Egorge un poulet, tourne autour du labo en tenant le cadavre encore chaud par les pattes (le sang doit pouvoir goutter par terre), si l'envie de psalmodier un truc inintelligible te prend, laisse toi aller, puis retourne au boulot. Il paraît que ça marche (en tout cas, ça m'a été recommandé lors de mon premier stage dans un labo de recherche, pour régler les problèmes d'interfaçage entre ordinateur et machine de tests mécaniques), de plus le dîner est à moitié prêt...

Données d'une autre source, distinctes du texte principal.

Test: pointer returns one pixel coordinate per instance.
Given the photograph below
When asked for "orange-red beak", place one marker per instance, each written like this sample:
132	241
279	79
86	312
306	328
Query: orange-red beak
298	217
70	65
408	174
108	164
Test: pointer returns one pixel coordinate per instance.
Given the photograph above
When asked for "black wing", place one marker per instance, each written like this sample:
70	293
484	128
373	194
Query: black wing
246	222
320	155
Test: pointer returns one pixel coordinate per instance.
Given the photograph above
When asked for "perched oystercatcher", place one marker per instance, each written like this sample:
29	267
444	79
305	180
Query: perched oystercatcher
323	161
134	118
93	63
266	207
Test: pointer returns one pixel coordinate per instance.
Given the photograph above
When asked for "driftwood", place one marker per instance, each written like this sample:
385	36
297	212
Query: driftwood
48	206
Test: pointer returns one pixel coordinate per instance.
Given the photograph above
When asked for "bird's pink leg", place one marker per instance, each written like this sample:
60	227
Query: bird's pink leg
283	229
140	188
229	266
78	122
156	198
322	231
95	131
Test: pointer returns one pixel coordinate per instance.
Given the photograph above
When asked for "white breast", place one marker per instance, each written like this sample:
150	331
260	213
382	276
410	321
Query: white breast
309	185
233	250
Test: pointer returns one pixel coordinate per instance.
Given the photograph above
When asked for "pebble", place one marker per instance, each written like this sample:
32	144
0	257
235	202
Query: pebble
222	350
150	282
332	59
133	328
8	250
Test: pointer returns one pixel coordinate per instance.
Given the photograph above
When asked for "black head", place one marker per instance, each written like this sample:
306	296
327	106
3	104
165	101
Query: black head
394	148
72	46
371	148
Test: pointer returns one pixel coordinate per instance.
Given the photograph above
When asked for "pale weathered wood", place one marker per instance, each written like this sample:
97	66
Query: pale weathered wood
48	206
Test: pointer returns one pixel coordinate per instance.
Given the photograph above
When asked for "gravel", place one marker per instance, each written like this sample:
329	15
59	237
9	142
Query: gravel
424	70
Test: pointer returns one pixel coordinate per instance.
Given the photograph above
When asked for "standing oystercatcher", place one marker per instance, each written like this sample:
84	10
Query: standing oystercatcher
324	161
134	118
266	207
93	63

Mmm j'ai découvert un super truc super pratique que je te fais découvrir avec une immense fierté: le x-gal et le screening blanc/bleu (bon bon OK je sors)
Sinon la purif sur gel + dosage + 15 ng par réaction (Vf 6 µl tout comme ils disent) ça marchait pas mal. Ca me rappelle que je connais une maitre de conf (si si une vraie, avec des bouts de chercheur dedans) à qui on a dit, pour améliorer ses séquençages, de faire la purif sur gel avec du TE (pour éluer s'entend). Ben elle a juste trempouillé son bout de gel dans du TE et a lancé sa réaction de séquence sur ledit TE croupissant. Bon pour du séquençage ça marche pas, mais pour du TOPO qui sait ?
Bisous :)

Uuuuhhhh
Ben je fais tout comme ca [pas le trempouillage, hein, purif sur gel, quantif et 15-20 ng] et le vecteur prend toujours l'insert mini-poucrave, plutot que gros-et-joli. Ca puir.

Bon, que la force soit avec toi, a nous deux, on va ruiner nos labo et faire la fortune d'Invitrocher

Et le systeme Gateway tu peux pas l'utiliser?

Ben le probleme avec gateway, c'est qui faut deja entrer l'insert dans un entry vector, qui est souvent un Topo blunt... bref, si le entry vector veut pas de l'insert, de toute facon, ca aide pas... J'utilise Gateway pour deux genes que je veux exprimer dans baculovirus, ca marche pas mal meme si le rendement a l'etape 1 "insertion dans le Entry vector" est plutot poucrave, bcp de dechet pour peu de clones integrant le bon "gros" insert.
Mais le troisieme gene, pas moyen de le rentrer dans l'entry vector, ni dans le topo TA, que dalle.

Je pensais bien qu'y avait un hic pour ton cas. Mais il me semble me souvenir qu'on pouvait faire ses propres Entry vectors. Ayant moi-meme galere a plusieurs reprises, je suis bien surpris que ce probleme de clonage ne soit pas plus proche d'une solution radicale et definitive. The word is "out-sourcing", ou en francais, je suppose, "laisse faire les autres".

Finalement, tout le monde a l'air d'avoir eu une galere un jour ou l'autre avec ces clonages a la con. Eve en parle recemment, des topo qui marche un jour et pas l'autre en depit de conditions identiques. A la limite c'est surprenant qu'ils vendent encore tout leurs kits si cher... bref, j aurais du temps, je ferais mes constructs moi meme, mais le temps, c'est justement ce qui manque...

Tiens d'ailleurs après une semaine de clonages tip top, vendredi plus rien (même PCR, même protoc, même bactos, etc etc). Heureusement que j'ai accumulé qq boîtes d'avance au frigo (ce qui commence à saouler tout l'étage mébon). Sinon t'as pensé à utiliser des primers + sites enzyme de restriction de chaque côté, digestion du produit de PCR et ligation classique ? J'ai fait 2-3 fois avec succès (mais avec un plus petit fragment)

je le fais des fois, quand j'ai le temps, mais la pas le temps, et de toute facon il faut passer par gateway, protocol oblige. Pas envie de bidouiller de l'entry vector non plus. Donc il faudra bien qu'il le mange son insert, le TOPO!